So there’s this organisation that release information as PDF files, for all comers, on the internet. The text in these PDF’s looks normal when viewed in Adobe’s viewer or Apple’s Preview. If, however, you copy and paste any of the text, you get a space between each character l i k e t h i s . I assume they’re doing this on purpose somehow, possibly to deter people like me from copying and pasting. It’s not a big deal to me, just annoying, but I’d like to know how they pull this off, and what I might do to defeat it.
I’m using a Mac, I’ve got TextSoap and Text Wrangler (in addition to the default stuff like TextEdit). Any ideas?
I was going to leave names out of it, but I’m talking specifically about Train Alteration Advice (TAA) PDF’s from the Australian Rail Track Corporation (ARTC) See here. Pick a document, any document, copy and paste. It’s riveting stuff, unless you’re not interested in train times in country NSW, Australia.
I didn’t see it in any of the documents. But I think I know what you are talking about.
I see it in newspapers and the occasional PDF document; when they try to have even margins on both sides, and don’t want to hyphenate anything. What happens is one line doesn’t have enough words to fill out the room between the margins, and the next word is too long to fit. Instead of hyphenating and only using part of the big word, they’ll “stretch out” the rest of the words to fit, so there are extra spaces.
I don’t think I’ve explained it well, I’ll try and find a decent illustration of this phenomenon online and link to it.
EDIT: Here is a wiki article that shows what I’m talking about. You can see how the text on the left has variable spaced words to even out the margins. It is fairly well done, though, in that there aren’t really big spaces anywhere. I’m still looking for a more egregious example.
chicken wire?, with respect to what DrCube says, maybe the problem isn’t in the source data but the program you are pasting into. (I’m using a PC and tried pasting into Notepad or Word 2003. No problems.) Perhaps that program thinks those are separate lines, not a single paragraph, and it is forcing justification the way DrCube illustrates. Perhaps turning off justification or changing the page width (or margins) will fix it?
On preview: DrCube, justification routines put extra spaces between both letters and words, as needed.

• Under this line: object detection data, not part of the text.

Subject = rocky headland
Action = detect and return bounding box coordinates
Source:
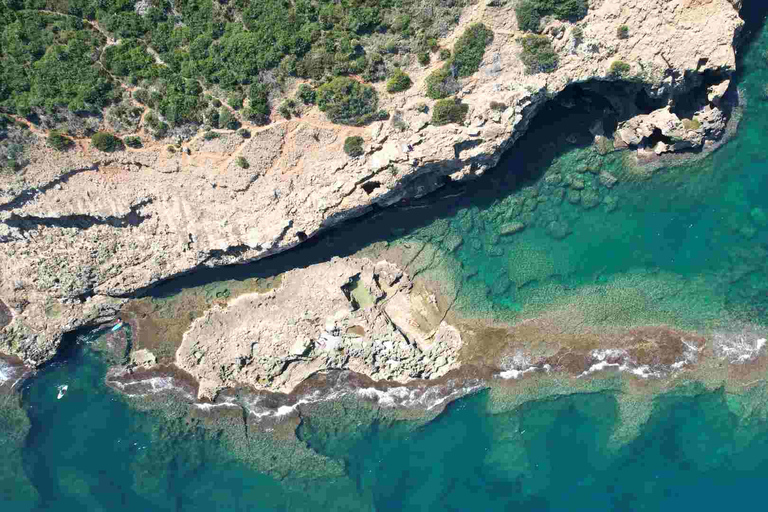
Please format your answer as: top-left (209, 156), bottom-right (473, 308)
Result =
top-left (0, 0), bottom-right (765, 412)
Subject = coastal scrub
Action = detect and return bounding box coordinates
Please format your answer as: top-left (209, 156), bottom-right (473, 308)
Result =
top-left (432, 98), bottom-right (469, 126)
top-left (520, 34), bottom-right (558, 74)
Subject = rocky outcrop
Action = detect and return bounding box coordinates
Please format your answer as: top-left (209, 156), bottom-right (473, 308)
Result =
top-left (0, 0), bottom-right (742, 364)
top-left (175, 258), bottom-right (462, 399)
top-left (614, 105), bottom-right (727, 155)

From either Apple’s built in Preview app, or from Firefox, I get:
N o t e # P i c t o n F r a m e C t o B u x t o n l i n e i s c o n t r o l l e d a n d o p e r a t e d b y
N S WR T M , a n d i s p l a c e d o n t h i s T A A f o r i n f o r m a t i o n o n l y
From Adobe reader, I get:
Note# Picton Frame C to Buxton line is controlled and operated by
NSWRTM, and is placed on this TAA for information only
The rest of that page copies normally. Maybe ARTC are changing what they do to their PDF’s, and that one line is a throwback or something? Everything they put out used to do the spaced out letters thing, and I was only copying that one line yesterday, so I assumed it was still universal. My mistake.
If it’s spaced out, or not, it’s like that on the clipboard (which I can see in Jumpcut), so I guess it’s the source and not the destination which causes the problem.
There’s something going on there, but at least they seem to be scaling back on teh crazy spaces, and Adobe can un-space it, if needed.
If you look closely at the PDF, you’ll see that there are indeed spaces between the letters in the section you indicated. Compare that with the next line, which says:
You’ll see that the letters there are much closer together. The bolding obscures the spacing in your problem section, but there are indeed extra spaces in the original document.
ETA: Huh, I should have done this earlier, but when I paste your problem section here, I get no spaces:
Yes, that’s possible, but they still manage to have larger spaces between words. It makes sense when you look at it in the original document, but not when you copy and paste it some place else. There’s some disconnect there.
Note# Picton Frame C to Buxton line is controlled and operated by
NSWRTM, and is placed on this TAA for information only
both here in the reply box and in a text editor. What do you get if you paste it in the reply box?
If I select for example just the “a” or just the “m” in frame, there’s a bit of whitespace between the letters that isn’t selected either time. I’m never able to select that bit of whitespace on its own, though.
And that’s extra space characters between the visible text characters, not just wider gaps. It’s definitely in the source text; if you make everything big in the browser, you can see the selection colour jump twice between each letter. (I’m using Firefox 3 on a Mac and when you use the Command-+ key combo to expand the viewed content, it makes everything bigger, not just HTML text.)